The dynamics and influence of fake news on Twitter during the 2020 US presidential election remains to be clarified. Here, we use a dataset related to 2020 U.S Election that consists of news articles and tweets on those articles. Therefore, it is extremely important to stop the spread of fake news before it reaches a mass level, which is a big challenge. We propose a novel fake news detection framework that can address this challenge. Our proposed framework exploits the information from news articles and social contexts to detect fake news. The proposed model is based on a Transformer architecture, which can learn useful representations from fake news data and predicts the probability of a news as being fake or real.

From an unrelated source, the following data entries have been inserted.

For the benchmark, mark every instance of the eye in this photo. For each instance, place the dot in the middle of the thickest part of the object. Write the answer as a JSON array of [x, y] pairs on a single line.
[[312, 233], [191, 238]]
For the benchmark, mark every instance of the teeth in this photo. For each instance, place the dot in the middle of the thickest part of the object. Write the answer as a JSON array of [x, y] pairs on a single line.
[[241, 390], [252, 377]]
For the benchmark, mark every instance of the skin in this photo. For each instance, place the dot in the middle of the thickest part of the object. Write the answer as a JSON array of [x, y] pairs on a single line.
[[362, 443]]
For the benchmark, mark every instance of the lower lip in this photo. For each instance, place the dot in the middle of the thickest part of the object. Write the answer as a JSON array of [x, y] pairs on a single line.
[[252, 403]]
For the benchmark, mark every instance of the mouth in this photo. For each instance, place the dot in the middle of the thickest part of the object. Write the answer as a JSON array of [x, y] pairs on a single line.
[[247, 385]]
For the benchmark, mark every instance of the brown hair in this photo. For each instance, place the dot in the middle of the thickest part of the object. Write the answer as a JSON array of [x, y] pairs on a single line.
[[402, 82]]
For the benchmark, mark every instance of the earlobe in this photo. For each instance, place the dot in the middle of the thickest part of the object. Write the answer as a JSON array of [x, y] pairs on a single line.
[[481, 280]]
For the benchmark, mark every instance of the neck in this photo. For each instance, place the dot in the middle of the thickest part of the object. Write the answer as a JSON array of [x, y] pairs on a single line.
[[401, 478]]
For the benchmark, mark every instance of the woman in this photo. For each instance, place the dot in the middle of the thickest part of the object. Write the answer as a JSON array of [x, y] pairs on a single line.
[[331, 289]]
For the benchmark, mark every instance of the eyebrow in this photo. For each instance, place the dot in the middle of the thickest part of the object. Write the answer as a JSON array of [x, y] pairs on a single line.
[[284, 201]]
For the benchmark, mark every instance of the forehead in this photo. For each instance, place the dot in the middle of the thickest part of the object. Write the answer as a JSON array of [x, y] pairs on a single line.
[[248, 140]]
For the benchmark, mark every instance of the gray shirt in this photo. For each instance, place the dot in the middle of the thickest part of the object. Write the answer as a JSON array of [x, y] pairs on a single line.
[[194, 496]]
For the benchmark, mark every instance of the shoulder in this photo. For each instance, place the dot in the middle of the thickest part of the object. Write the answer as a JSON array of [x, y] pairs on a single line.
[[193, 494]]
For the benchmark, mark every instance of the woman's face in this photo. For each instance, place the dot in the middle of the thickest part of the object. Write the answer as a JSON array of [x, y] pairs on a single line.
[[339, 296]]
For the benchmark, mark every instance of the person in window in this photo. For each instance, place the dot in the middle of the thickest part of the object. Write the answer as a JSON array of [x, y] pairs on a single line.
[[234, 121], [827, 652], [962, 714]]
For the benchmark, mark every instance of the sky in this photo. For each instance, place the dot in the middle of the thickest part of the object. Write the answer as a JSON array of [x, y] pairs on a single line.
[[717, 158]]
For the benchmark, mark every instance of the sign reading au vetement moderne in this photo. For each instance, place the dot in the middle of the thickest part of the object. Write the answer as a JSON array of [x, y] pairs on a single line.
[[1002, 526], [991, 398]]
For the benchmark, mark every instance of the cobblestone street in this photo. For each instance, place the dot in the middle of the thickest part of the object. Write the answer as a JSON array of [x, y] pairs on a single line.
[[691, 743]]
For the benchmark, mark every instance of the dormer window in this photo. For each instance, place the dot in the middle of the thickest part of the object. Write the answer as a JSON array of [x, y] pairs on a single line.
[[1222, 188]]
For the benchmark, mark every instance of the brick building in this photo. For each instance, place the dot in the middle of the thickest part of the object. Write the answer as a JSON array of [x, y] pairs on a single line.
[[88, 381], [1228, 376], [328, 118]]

Experimental results on real-world data show that our model can detect fake news with higher accuracy and much earlier, compared to the baselines.
政治平台中的假新闻自动检测——一种基于变压器的方法
2020年美国总统大选期间,推特上假新闻的动态和影响仍有待澄清。在这里,我们使用与2020年美国大选相关的数据集,该数据集由新闻文章和这些文章的推文组成。因此,在假新闻达到大规模传播之前制止它是极其重要的,这是一个很大的挑战。我们提出了一个新的假新闻检测框架,可以解决这一挑战。我们提出的框架利用新闻文章和社会背景中的信息来检测假新闻。提出的模型基于Transformer架构,该架构可以从假新闻数据中学习有用的表示,并预测新闻是假的还是真实的概率。在真实世界数据上的实验结果表明,与基线相比,我们的模型可以更准确、更早地检测到假新闻。
本文章由计算机程序翻译,如有差异,请以英文原文为准。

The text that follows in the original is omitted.